How is it possible to grow toward a goal that is beyond human understanding? We must look to the words of Jesus: “For human beings it is impossible, but not for God” (Mk 10:27). Thus, the primary way for us to grow in holiness is simple obedience to the will of God as revealed in His Word and in His Church. Teresa adds that the soul seeking perfection will not be content with mere obedience, but practices complete generosity, doing anything to please God. This echoes the words of Jesus to the rich young man: “If you wish to be perfect, go, sell what you have and give to the poor, and you will have treasure in heaven” (Mt 19:21).

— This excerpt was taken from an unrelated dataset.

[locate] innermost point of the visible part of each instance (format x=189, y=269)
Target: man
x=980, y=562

One may ask, however: What if I find myself in a bad situation, where complete generosity to God does not seem possible? Any mature person is aware that his environment affects him at every moment, and not always for the good. However, St. Teresa insists that growth in holiness does not depend on one’s environment. Rather, as she writes in her Book of Foundations, “the time is always propitious for God to grant His great favors to those who truly serve Him.” Even in the worst of circumstances, a person may be granted the grace of great holiness, and may accept it. Conversely, a person even in the holiest of convents may fall from a deep prayer life into the state of mortal sin. Environment affects us, but it does not destine us; grace working through, with, and in our free will is the ultimate deciding factor.

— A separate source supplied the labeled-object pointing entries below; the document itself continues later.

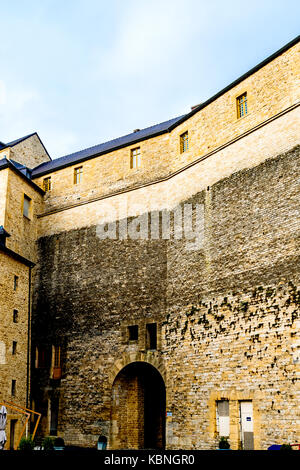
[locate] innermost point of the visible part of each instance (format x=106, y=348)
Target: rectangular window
x=13, y=424
x=242, y=108
x=78, y=175
x=47, y=184
x=39, y=358
x=13, y=388
x=135, y=158
x=26, y=206
x=56, y=357
x=54, y=405
x=246, y=425
x=222, y=416
x=151, y=336
x=133, y=333
x=15, y=316
x=184, y=142
x=56, y=361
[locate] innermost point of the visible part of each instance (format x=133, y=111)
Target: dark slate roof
x=3, y=163
x=106, y=147
x=17, y=141
x=21, y=170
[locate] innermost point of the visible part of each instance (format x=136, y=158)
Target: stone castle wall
x=227, y=314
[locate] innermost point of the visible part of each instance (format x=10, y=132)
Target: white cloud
x=150, y=34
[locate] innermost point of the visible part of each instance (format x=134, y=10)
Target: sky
x=81, y=72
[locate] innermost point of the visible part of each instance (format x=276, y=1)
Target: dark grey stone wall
x=227, y=313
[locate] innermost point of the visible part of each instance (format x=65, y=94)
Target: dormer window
x=47, y=184
x=78, y=175
x=26, y=206
x=135, y=158
x=184, y=142
x=242, y=106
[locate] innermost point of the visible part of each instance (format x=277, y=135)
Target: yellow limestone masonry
x=143, y=341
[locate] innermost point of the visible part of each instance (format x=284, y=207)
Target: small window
x=242, y=107
x=78, y=175
x=15, y=316
x=184, y=142
x=133, y=333
x=13, y=388
x=26, y=206
x=47, y=184
x=135, y=158
x=56, y=356
x=56, y=362
x=151, y=336
x=39, y=358
x=54, y=406
x=222, y=416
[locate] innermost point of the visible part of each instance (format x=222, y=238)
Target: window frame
x=242, y=105
x=47, y=187
x=135, y=158
x=78, y=173
x=28, y=205
x=184, y=142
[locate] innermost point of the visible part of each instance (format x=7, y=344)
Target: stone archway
x=138, y=408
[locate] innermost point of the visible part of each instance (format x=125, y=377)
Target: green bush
x=26, y=444
x=47, y=444
x=59, y=442
x=286, y=447
x=223, y=443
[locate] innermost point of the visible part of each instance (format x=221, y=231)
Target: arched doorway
x=138, y=408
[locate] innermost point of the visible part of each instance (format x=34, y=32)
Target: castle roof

I would like to close by reflecting on the Church’s name for Teresa of Avila, which is “Teresa of Jesus.” This is what makes St. Teresa important, far more than her mystical experiences or her outstanding gifts: She was close to Jesus, so much so that her name and His are forever linked. Would you be able to say the same about your name? Taking the name “John” to stand for your name: If any friend of yours reviewed your life today, could that friend say, “This was truly ‘John of Jesus’?” That is the great responsibility that we take upon ourselves with the name “Christian:” We are to be Christ-like.

One very Carmelite way to practice being Christ-like is to spend time simply loving Jesus. The greatest commandment, as Jesus re-affirmed to the scholars of the Mosaic Law, is “to love the Lord your God with all your heart, with all your soul, with all your mind, and with all your strength” (Mk 12:30). Praying to Jesus, listening to His Word, and just being silent with Him, helps us to love Him and follow Him better. Love moves us to action, but the first acts of love are interior acts. Just as we must ask for mercy before we can show true mercy to others, we must seek and accept God’s love before we can share it. Only when we love God more than ourselves can we really love our neighbor as ourselves. The interior act comes first, then the exterior actions follow. This interior act of love, consistently and generously practiced, may indeed be the key by which we can unlock and enter the mystery that St. Teresa calls “the interior castle.”